Цитата Карла Лагерфельда

Я мог говорить на трех языках, когда мне было шесть лет, а когда я пошел в школу, мне нравилось только читать и рисовать. В пять лет я мог писать и все такое. — © Карл Лагерфельд
Я мог говорить на трех языках, когда мне было шесть лет, а когда я пошел в школу, мне нравилось только читать и рисовать. В пять лет я мог писать и все такое.
Я могу читать на большем количестве языков, чем говорю! Я говорю по-французски и по-итальянски — увы, не очень хорошо, но могу обойтись. Я читаю по-немецки и по-испански. Я могу читать на латыни (я много изучал латынь в школе). Боюсь, я не говорю ни на одном африканском языке, хотя я немного понимаю родственные зулу языки, но только немного.

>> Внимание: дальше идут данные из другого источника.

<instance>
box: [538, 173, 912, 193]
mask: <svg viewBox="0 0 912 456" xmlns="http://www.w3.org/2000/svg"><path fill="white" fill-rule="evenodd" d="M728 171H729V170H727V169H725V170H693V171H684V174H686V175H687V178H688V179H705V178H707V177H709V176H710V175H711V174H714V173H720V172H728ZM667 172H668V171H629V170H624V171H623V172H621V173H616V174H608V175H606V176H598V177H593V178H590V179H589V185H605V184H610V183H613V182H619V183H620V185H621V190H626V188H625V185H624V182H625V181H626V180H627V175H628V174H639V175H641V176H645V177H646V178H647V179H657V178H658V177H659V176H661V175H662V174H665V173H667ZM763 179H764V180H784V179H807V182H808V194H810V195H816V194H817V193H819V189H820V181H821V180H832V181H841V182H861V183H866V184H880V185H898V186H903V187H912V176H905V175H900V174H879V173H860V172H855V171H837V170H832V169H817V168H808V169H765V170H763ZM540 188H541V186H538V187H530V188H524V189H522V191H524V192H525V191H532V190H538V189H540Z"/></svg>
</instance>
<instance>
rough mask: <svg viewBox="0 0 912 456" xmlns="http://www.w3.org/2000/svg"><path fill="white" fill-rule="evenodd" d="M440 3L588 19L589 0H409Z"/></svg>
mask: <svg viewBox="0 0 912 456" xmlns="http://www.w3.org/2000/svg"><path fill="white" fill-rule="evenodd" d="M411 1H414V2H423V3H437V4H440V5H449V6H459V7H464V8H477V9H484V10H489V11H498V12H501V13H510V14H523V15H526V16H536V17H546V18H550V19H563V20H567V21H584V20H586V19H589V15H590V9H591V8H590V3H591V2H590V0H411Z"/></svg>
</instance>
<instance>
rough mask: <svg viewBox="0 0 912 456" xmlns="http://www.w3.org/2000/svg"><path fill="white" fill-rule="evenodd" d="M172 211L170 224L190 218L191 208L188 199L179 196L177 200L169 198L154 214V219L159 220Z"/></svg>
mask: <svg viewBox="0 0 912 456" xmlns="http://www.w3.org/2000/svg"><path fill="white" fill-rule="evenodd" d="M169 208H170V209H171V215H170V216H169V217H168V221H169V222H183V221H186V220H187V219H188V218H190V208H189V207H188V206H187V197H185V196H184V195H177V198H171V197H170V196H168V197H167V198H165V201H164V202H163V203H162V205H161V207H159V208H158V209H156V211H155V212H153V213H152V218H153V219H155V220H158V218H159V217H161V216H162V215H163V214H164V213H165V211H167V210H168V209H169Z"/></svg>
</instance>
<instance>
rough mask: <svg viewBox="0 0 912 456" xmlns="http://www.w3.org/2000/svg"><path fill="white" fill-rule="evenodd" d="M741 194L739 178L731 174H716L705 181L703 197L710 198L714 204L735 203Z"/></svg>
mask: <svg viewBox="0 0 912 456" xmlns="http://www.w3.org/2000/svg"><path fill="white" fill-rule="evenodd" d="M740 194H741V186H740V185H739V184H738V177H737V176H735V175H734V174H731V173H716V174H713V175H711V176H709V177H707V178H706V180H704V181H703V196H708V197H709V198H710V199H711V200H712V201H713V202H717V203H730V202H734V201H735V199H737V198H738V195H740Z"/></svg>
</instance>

Теперь всем известны основные эрогенные зоны. У вас есть один, два, три, четыре, пять, шесть и семь. ... Хорошо, теперь большинство парней ударят раз, два, три, а затем перейдут к семи и разобьют лагерь. ... Вы хотите поразить их всех и смешать их. Ты должен держать их в напряжении. ... Вы могли бы начать с маленького. Два. Раз, два, три. Три. Пять. Четыре. Три, два. Два. Два, четыре, шесть. Два, четыре, шесть. Четыре. Два. Два. Четыре, семь! Пять, семь! Шесть семь! Семь! Семь! Семь! Семь! Семь! Семь! Семь! Семь! Семь! [показывает семь пальцев]

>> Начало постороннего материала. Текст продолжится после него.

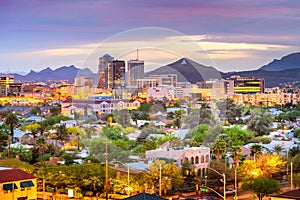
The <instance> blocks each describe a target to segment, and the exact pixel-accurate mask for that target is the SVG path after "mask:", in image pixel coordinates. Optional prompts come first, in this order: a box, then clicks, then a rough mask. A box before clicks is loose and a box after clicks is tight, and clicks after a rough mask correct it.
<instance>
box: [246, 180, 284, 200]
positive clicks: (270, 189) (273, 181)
mask: <svg viewBox="0 0 300 200" xmlns="http://www.w3.org/2000/svg"><path fill="white" fill-rule="evenodd" d="M242 189H243V190H250V191H252V192H254V193H255V194H256V195H257V197H258V199H259V200H262V198H263V197H264V196H268V195H270V194H274V193H276V192H279V191H280V185H279V182H278V181H276V180H272V179H268V178H256V179H248V180H244V182H243V185H242Z"/></svg>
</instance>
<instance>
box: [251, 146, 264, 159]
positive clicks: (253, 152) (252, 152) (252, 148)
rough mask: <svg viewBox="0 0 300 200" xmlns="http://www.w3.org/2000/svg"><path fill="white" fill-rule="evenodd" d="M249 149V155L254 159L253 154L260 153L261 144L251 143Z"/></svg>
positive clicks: (253, 156) (260, 153) (261, 151)
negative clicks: (249, 148)
mask: <svg viewBox="0 0 300 200" xmlns="http://www.w3.org/2000/svg"><path fill="white" fill-rule="evenodd" d="M250 151H251V152H250V155H251V156H253V157H254V160H255V155H257V154H262V146H261V145H260V144H253V145H252V146H251V147H250Z"/></svg>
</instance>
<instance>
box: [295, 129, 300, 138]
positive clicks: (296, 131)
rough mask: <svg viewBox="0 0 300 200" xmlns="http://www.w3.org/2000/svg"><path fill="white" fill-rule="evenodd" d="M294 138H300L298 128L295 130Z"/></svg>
mask: <svg viewBox="0 0 300 200" xmlns="http://www.w3.org/2000/svg"><path fill="white" fill-rule="evenodd" d="M294 137H296V138H300V128H296V129H295V130H294Z"/></svg>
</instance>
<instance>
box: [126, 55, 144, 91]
mask: <svg viewBox="0 0 300 200" xmlns="http://www.w3.org/2000/svg"><path fill="white" fill-rule="evenodd" d="M127 71H128V80H127V84H128V85H129V86H137V79H142V78H144V61H143V60H138V59H136V60H129V61H128V62H127Z"/></svg>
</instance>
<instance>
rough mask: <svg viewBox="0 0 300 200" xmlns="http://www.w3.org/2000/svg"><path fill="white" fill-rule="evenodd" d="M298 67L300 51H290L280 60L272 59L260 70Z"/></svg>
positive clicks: (276, 70)
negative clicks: (290, 51)
mask: <svg viewBox="0 0 300 200" xmlns="http://www.w3.org/2000/svg"><path fill="white" fill-rule="evenodd" d="M299 68H300V53H292V54H289V55H287V56H284V57H282V58H281V59H280V60H277V59H275V60H273V61H272V62H270V63H269V64H267V65H264V66H262V67H261V68H260V70H265V71H283V70H289V69H299Z"/></svg>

Вы не можете написать детскую книгу, на чтение которой уходит более пяти-шести минут, потому что это сведет родителей с ума. Он должен быть компактным. Никто не думает о родителях, когда они пишут эти глупые книжки. Я мог бы писать более длинные детские книги, но на самом деле было бы плохо, если бы я это сделал.

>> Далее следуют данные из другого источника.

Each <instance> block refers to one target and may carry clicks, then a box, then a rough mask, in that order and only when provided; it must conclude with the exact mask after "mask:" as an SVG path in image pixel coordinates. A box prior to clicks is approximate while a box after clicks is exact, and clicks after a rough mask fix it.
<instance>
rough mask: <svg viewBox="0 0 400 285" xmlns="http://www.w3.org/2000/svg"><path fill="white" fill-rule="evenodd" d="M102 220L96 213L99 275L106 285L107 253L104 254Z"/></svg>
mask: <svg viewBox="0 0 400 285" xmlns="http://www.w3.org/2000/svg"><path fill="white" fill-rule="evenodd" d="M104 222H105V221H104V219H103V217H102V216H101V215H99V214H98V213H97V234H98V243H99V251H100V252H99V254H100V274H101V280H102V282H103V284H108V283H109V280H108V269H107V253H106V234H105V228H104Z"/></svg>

Я встретил там одного ребенка одиннадцати лет, говорящего на трех языках [в Гвинее]. Он мог говорить на английском, французском и малинке. Говоря на моем языке на самом деле лучше, чем я мог бы. И это лицемерие — нам здесь, в Америке, говорят [что черные люди не могут быть умными].
Я счел возможным выбрать делегатов для этих более крупных конференций, которые, даже если они не говорили на основных языках, могли бы, по крайней мере, понимать их или могли бы иметь друзей, сидящих рядом с ними, которые могли бы информировать их по существенным вопросам.
Если бы я только мог писать, я бы написал гадкое письмо мэру, если бы он только умел читать.
Причина, по которой мы сделали «Землю тысячи танцев» и «Глорию» на «Horses», заключалась в том, что мне нравились повторяющиеся трехаккордные рок-песни, но я не понимал, что могу написать свои собственные. Я и не подозревал, что эти аккорды можно использовать миллион раз.
Я всегда играл Вашу [в Sausage Party]. Я играл его за столом, читал. Мы, вероятно, сделали пять или шесть чтений таблиц в течение первых пяти лет попыток сделать это и, наконец, сделать это. Я видел, как многие актеры приходили и уходили, но я остался, так что, думаю, они были довольны тем, что я делаю. Никто так не умел играть в лаваш, как я.
Язык не помеха, особенно хинди. Это единственный язык, на котором я читаю, пишу и говорю, и поэтому он намного проще, чем языки Южной Индии.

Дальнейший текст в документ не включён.